Albania was first a catholic country due to Romans invasion, but in the 15th century after the Ottoman invasion it became Muslim. Since it shares a board in the south with Greece many inhabitants of these areas are orthodox. From the end of the 1960 practicing a religion was forbidden by the communist regime. It was after the fall of this regime that the Albanians started to practice the religion again, even though they didn’t make much sense to them by that time.
In central Albania there is a great number of Mosques as well as there is also a big number of orthodox cathedrals in the south. Shkodra is the perfect example of the coexistence and harmony between different religions. In the main square of the city you can see next to each other: one orthodox cathedral, one catholic cathedral and one mosque. In Albania there can be found also a small number of religious objects since the majority of them were destroyed by Enver Hoxha. He turned all the religious objects in depots of food or used them for military purposes. He saved only the Mosque of Et’hem Bey and churches in Voskopoja, which he considered as “art works of the Albanian heritage”. The biggest orthodox cathedral in Tirana, “The Resurrection of Christ” was consecrated by the Ecumenical Patriarch of Constantinople in June 2014.
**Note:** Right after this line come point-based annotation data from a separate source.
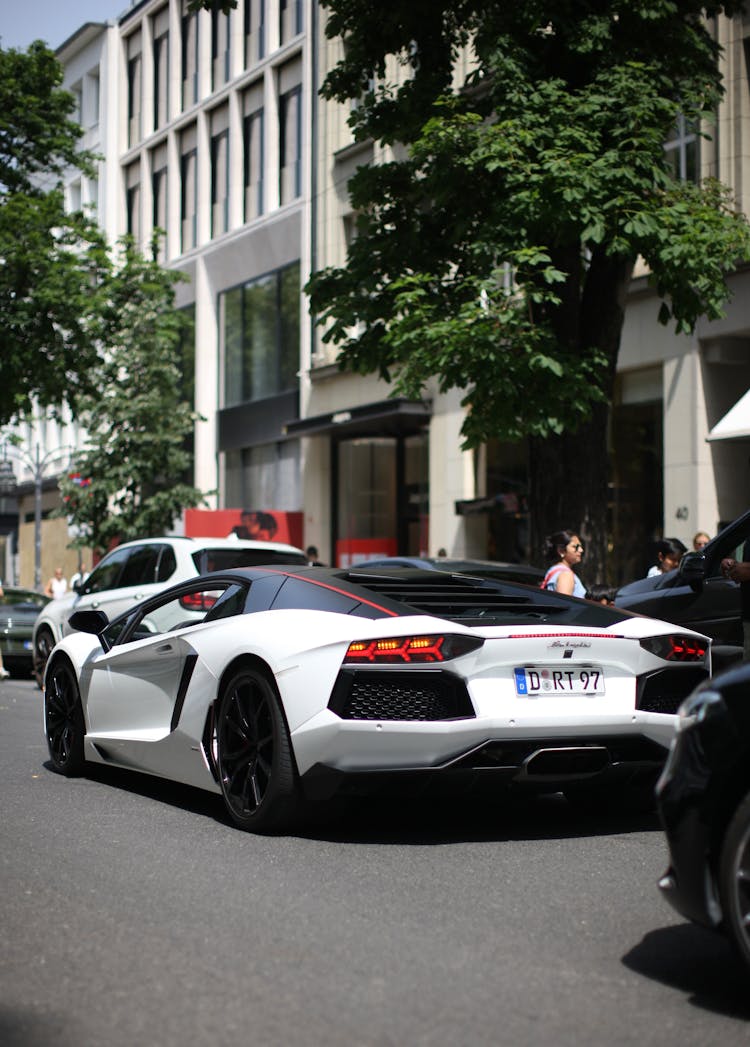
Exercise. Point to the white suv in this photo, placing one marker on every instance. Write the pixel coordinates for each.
(137, 570)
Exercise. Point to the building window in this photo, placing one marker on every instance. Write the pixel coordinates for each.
(92, 97)
(682, 151)
(252, 175)
(261, 335)
(267, 474)
(132, 201)
(190, 58)
(289, 19)
(220, 183)
(219, 47)
(189, 191)
(158, 197)
(134, 89)
(161, 80)
(255, 31)
(290, 145)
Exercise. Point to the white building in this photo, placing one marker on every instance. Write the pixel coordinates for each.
(212, 129)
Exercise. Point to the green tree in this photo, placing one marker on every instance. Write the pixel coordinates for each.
(494, 252)
(131, 480)
(50, 259)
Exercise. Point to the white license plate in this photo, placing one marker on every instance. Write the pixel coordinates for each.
(552, 680)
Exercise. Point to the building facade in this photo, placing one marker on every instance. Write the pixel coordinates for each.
(212, 130)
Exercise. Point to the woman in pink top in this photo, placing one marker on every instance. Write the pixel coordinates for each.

In the north we can see how the people respect a code named the Kanun of Lekë Dukagjini. The Kanun was like the law for the North of Albania but it also affected other aspects like moral and social ones.
In some of the religious monuments you will be asked to take off your shoes or to cover your head. Your entrance may also be denied if your wearing isn’t considered adequate. This phenomenon happens worldwide, not only in Albania, so you must be careful to respect the dress code if you intend to visit religious sites.